The rest of the article has been structured as follows: Sect. 2 discusses relevant DIDS research and related work. Section 3 discusses the proposed second level authentication by IDS and its user profile implications. Section 4 provides an experimental assessment and comparative analysis of the TPC-H decision support benchmark. Section 5 concludes the inferences of the outcomes and outlines possible future work.

2 Related work

Role-Based Access Control (RBAC) [7] has been considered one of the best ways of controlling access to DW entities with various users and associated privileges. Once all user functions are filled into the database, role-based rules are formulated, followed by workflow engine modules. Through these components, role-based privileges can be accessed and updated easily through multiple systems, networks, applications, and geographic locations. Here, companywide control over data and resources can be managed by RBAC [4].

While RBAC is commonly used and can handle the whole system, there are some problems, such as an unclear definition of groups and users and no mention of duties and responsibilities. An Extended RBAC for stable warehousing of data was introduced as a solution [4], a robust administrative and decision process with temporal dependencies, mutability, and identity management. Another extension of RBAC was introduced as Temporal RBAC (TRBAC) and its various variations [17,18,19,20], allowing for temporary limitations on the roles themselves, user-permission assignments (UA), permission-role assignments (PA), and role hierarchies (RH) [8]. Another role based access technique targeting summarize data [9] has also been proposed. It introduces restrictions on the summary of data as per the user's role. This summarized data based restriction will help in further improvement in security as more summarized data having more information as compared to less summarized data. All of the above research studies on RBAC ensure that users access only their authorized sections of the DW.

On the other hand, dynamic access control methods like Risk-based access control systems [10] employ static policies and dynamic and real-time features to make access decisions. These dynamic features can involve context, trust, history events, location, time, and a security risk [21], which brings flexibility to the access control mechanism. In all the access control mechanisms discussed above, if an attacker obtains access to the system using some compromised credentials, the access control has no mechanism to secure DW elements accessible within the compromised user's risk limits.

So, if an attacker with a compromised user credentials reaches DW, RBAC will not be able to restrict the system's exploitation. Intrusion detection acts as a far better solution to overcome this limitation. There are various methodologies for handling intrusion detection for network and systems [11, 16, 22, 23], but they are not appropriate for database security [24, 25]. As a solution, some research analyzes intrusion detection in databases based on Role Based Access Control (RBAC) [24,25,26,27,28]. Some research focused on insider user behavior and looked at intrusion attacks from these users [29]. It presents a function-extraction method for modeling an internal user's access patterns. Here, an insider is someone with access, privilege, or knowledge of information systems and services [30]. Some research work suggests their targeted IDS keep their attention on specific types of databases [31, 32].

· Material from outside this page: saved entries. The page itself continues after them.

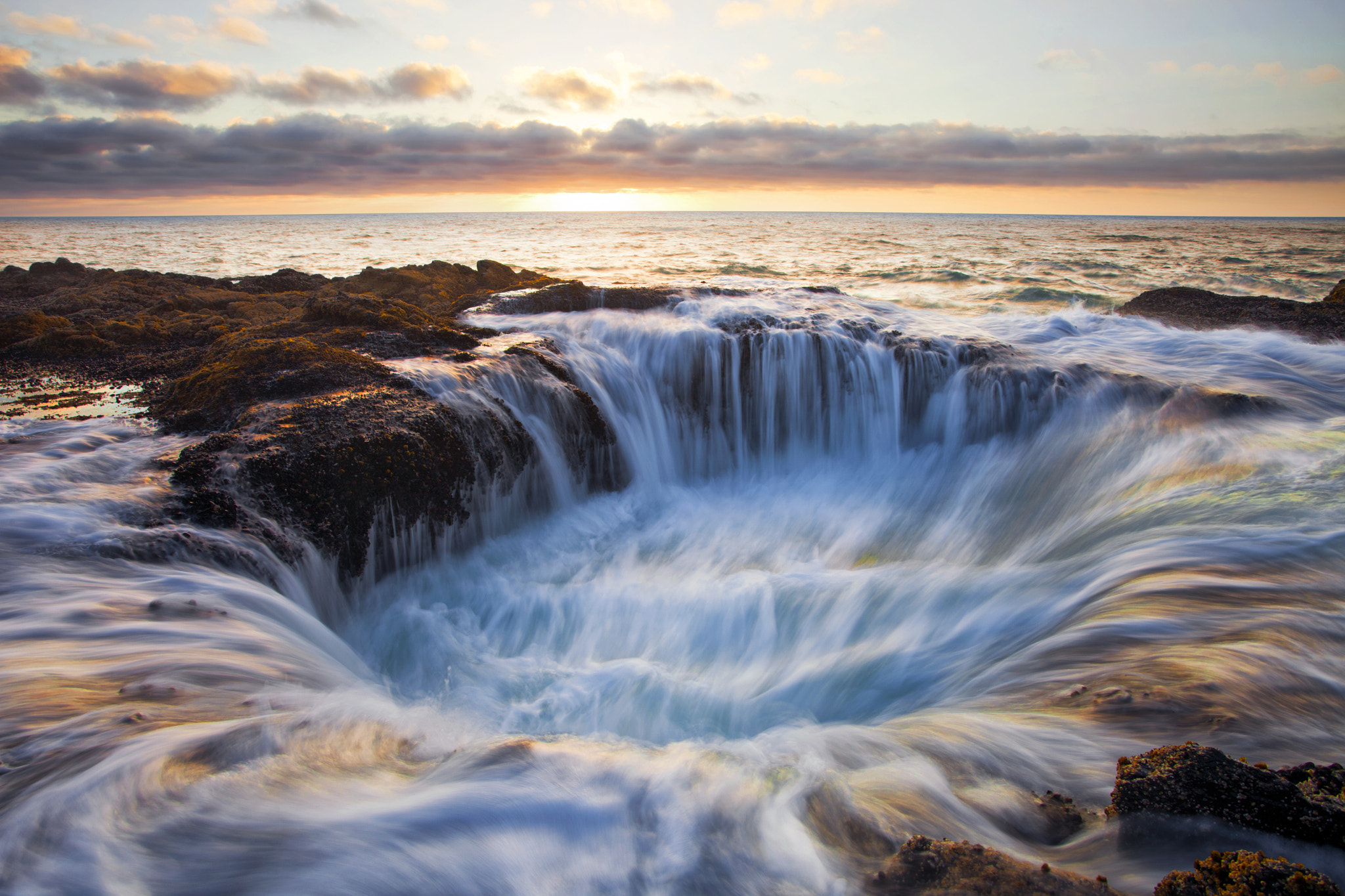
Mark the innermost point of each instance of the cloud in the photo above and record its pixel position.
(1271, 72)
(12, 56)
(178, 27)
(128, 39)
(739, 12)
(1061, 61)
(18, 85)
(244, 9)
(147, 85)
(318, 11)
(242, 32)
(818, 77)
(685, 82)
(317, 85)
(354, 156)
(144, 83)
(866, 41)
(1324, 74)
(571, 89)
(423, 81)
(651, 10)
(50, 23)
(72, 27)
(1212, 70)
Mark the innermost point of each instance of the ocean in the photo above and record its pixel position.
(854, 572)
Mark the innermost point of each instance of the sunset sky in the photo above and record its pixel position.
(1087, 106)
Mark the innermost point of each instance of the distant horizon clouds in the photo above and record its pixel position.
(650, 95)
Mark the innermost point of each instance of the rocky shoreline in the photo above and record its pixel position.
(305, 429)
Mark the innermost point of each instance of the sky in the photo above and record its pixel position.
(1053, 106)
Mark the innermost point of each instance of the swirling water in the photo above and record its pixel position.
(870, 559)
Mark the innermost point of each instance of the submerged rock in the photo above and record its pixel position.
(1302, 802)
(1246, 874)
(926, 865)
(1201, 309)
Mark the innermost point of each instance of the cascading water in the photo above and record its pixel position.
(830, 562)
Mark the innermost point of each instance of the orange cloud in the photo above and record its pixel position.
(313, 154)
(144, 83)
(571, 89)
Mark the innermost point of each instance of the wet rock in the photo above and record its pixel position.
(287, 280)
(29, 326)
(1189, 779)
(41, 278)
(1063, 817)
(1246, 874)
(439, 286)
(573, 296)
(331, 464)
(584, 435)
(926, 865)
(240, 373)
(1201, 309)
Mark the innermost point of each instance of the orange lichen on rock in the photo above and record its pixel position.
(926, 865)
(1246, 874)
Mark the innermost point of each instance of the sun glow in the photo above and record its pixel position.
(619, 200)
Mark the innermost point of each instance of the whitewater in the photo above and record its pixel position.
(888, 557)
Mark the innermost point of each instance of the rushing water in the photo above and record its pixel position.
(870, 561)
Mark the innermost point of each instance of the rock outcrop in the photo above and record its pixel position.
(926, 865)
(1201, 309)
(1246, 874)
(1304, 802)
(305, 427)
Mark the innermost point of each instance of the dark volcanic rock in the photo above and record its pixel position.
(1201, 309)
(573, 296)
(1063, 817)
(1304, 802)
(331, 464)
(926, 865)
(287, 280)
(236, 377)
(1246, 874)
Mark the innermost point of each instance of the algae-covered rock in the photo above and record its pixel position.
(926, 865)
(451, 286)
(1189, 779)
(237, 377)
(1201, 309)
(1246, 874)
(27, 326)
(328, 465)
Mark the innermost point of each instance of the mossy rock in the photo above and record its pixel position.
(241, 375)
(1246, 874)
(23, 327)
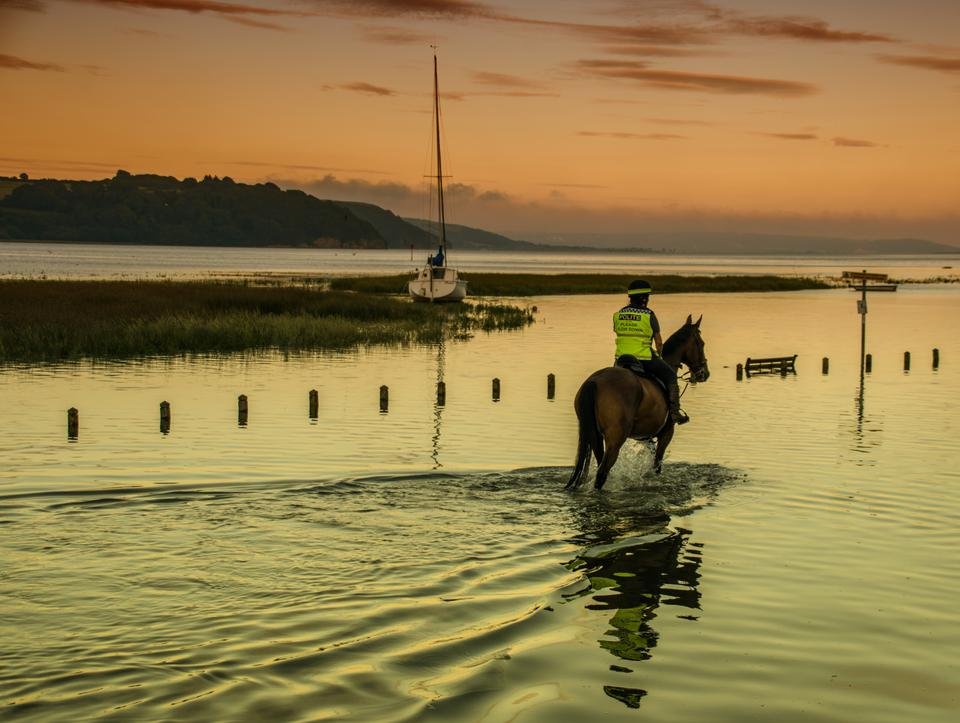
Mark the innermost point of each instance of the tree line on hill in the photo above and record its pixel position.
(151, 209)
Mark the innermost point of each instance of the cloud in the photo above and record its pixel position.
(393, 35)
(854, 143)
(655, 51)
(791, 136)
(35, 6)
(224, 9)
(361, 87)
(504, 80)
(383, 193)
(253, 23)
(512, 94)
(632, 136)
(799, 29)
(678, 122)
(519, 218)
(437, 9)
(682, 80)
(928, 62)
(301, 167)
(12, 62)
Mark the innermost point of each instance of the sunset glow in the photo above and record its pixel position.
(781, 116)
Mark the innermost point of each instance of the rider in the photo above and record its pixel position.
(636, 326)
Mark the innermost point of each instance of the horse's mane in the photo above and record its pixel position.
(678, 338)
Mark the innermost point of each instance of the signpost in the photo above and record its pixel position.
(863, 277)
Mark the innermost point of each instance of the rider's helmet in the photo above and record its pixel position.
(638, 292)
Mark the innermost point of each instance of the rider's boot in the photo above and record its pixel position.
(677, 414)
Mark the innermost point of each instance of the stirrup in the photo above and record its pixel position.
(679, 416)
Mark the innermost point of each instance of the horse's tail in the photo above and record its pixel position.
(589, 439)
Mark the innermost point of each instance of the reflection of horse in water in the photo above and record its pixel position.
(639, 567)
(614, 404)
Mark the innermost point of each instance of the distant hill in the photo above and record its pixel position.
(465, 237)
(149, 209)
(694, 243)
(398, 233)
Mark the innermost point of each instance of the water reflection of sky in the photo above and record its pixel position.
(120, 261)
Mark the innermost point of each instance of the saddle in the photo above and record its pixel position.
(629, 361)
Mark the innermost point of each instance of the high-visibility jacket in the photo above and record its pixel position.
(634, 330)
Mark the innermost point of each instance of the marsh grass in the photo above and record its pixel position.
(51, 320)
(559, 284)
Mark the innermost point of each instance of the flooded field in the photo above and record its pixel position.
(794, 562)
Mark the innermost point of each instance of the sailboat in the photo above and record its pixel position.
(437, 281)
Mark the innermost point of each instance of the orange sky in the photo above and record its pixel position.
(791, 116)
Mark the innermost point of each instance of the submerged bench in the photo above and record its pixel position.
(771, 365)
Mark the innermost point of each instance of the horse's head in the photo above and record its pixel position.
(691, 350)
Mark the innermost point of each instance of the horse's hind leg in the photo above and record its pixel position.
(662, 442)
(609, 459)
(581, 466)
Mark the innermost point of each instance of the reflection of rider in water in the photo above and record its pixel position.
(636, 326)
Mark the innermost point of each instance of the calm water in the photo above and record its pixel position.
(796, 560)
(54, 260)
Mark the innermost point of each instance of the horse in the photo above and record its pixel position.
(614, 403)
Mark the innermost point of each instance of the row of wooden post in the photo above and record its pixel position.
(867, 364)
(243, 407)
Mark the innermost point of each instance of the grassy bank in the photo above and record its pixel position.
(545, 285)
(51, 320)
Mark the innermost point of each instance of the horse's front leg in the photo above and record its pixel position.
(663, 441)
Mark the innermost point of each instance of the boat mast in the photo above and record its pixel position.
(436, 113)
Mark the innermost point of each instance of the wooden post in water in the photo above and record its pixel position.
(73, 424)
(164, 417)
(242, 410)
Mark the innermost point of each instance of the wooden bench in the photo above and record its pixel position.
(771, 365)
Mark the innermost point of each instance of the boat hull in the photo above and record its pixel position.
(438, 284)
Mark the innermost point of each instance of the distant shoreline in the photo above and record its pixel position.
(534, 248)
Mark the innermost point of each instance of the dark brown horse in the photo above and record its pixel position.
(614, 404)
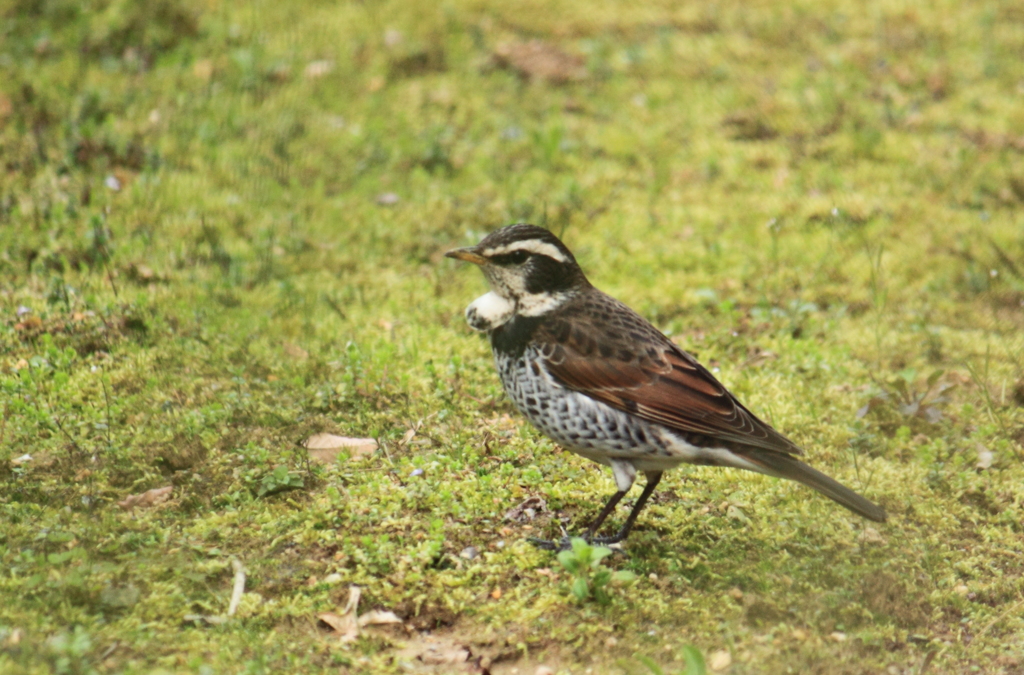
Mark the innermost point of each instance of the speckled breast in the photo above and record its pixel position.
(569, 418)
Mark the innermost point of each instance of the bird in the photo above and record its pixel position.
(600, 380)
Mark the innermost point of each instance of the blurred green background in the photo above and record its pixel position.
(221, 231)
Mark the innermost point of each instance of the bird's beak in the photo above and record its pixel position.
(467, 254)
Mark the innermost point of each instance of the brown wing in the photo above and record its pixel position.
(604, 349)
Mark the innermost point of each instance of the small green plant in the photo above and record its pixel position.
(280, 480)
(692, 660)
(584, 561)
(901, 394)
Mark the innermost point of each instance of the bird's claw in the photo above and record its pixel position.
(565, 543)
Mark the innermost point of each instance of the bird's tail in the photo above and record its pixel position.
(786, 466)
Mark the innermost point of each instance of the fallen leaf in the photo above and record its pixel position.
(871, 536)
(442, 655)
(141, 272)
(146, 499)
(540, 60)
(378, 618)
(345, 624)
(527, 510)
(325, 448)
(720, 660)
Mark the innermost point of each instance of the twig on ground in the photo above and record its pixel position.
(240, 586)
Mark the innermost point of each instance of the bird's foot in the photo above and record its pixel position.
(565, 543)
(611, 541)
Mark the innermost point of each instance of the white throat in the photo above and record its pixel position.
(488, 311)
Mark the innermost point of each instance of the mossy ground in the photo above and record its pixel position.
(820, 200)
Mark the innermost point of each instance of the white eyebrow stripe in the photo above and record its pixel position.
(532, 246)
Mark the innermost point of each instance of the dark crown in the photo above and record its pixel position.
(548, 264)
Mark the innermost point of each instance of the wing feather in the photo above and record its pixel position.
(614, 355)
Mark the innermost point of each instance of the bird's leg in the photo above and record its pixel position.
(605, 512)
(565, 543)
(652, 479)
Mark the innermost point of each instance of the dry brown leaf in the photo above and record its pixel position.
(540, 60)
(325, 448)
(146, 499)
(720, 660)
(379, 618)
(345, 624)
(443, 655)
(528, 510)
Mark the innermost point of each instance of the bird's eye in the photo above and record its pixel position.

One of the recent studies [24] discussed the mechanism of intrusion detection in databases using data mining techniques such as clustering and classification. This article, unlike other works, discussed querying actions in detail rather than anomalies in data. It also proposed a novel method using clustering and classification for intrusion detection in databases. In another approach, the summarization of raw SQL queries into a compact data structure called hexplet for anomaly detection [28] was proposed. Here, hexplets are used for modeling normal access behavior and recognize intruders within RBAC systems. However, most of these articles restrict their consideration of intrusion detection for the RBAC in the database, and they work considering a role as the input for profiling purposes. Because of the uniqueness of certain data warehouse features, an intrusion detection mechanism tailored explicitly to the data warehouse was proposed by Santos [5]. Here, the intrusion detection solution for DW [5] built user profiles based on the various user's input queries and evaluated their results on the TPC-H decision support benchmark. Although it provides a targeted IDS solution for DW, it is also dependent on the system administrator in case of intrusion detection.

For security analysis of the above-discussed articles, we have divided the categories of the security mechanism discussed above into the following categories:

  • Access Control Restriction on the user’s access to the resources as per their role and associated privileges.

  • User Behavior Analysis Access decisions based on analyses of user’s access history and current user’s request.

  • Access Decision Based on Risk Factors Access decisions based on a computation of security risk on various risk factors like sensitivity of the information, history of access decision, etc.

  • Intrusion Detection for DW Customized intrusion detection mechanism for catering of data warehouse’s needs. It automatically detects unauthorized access by analyzing the user’s current query profile and its historical access profile at the SQL command level.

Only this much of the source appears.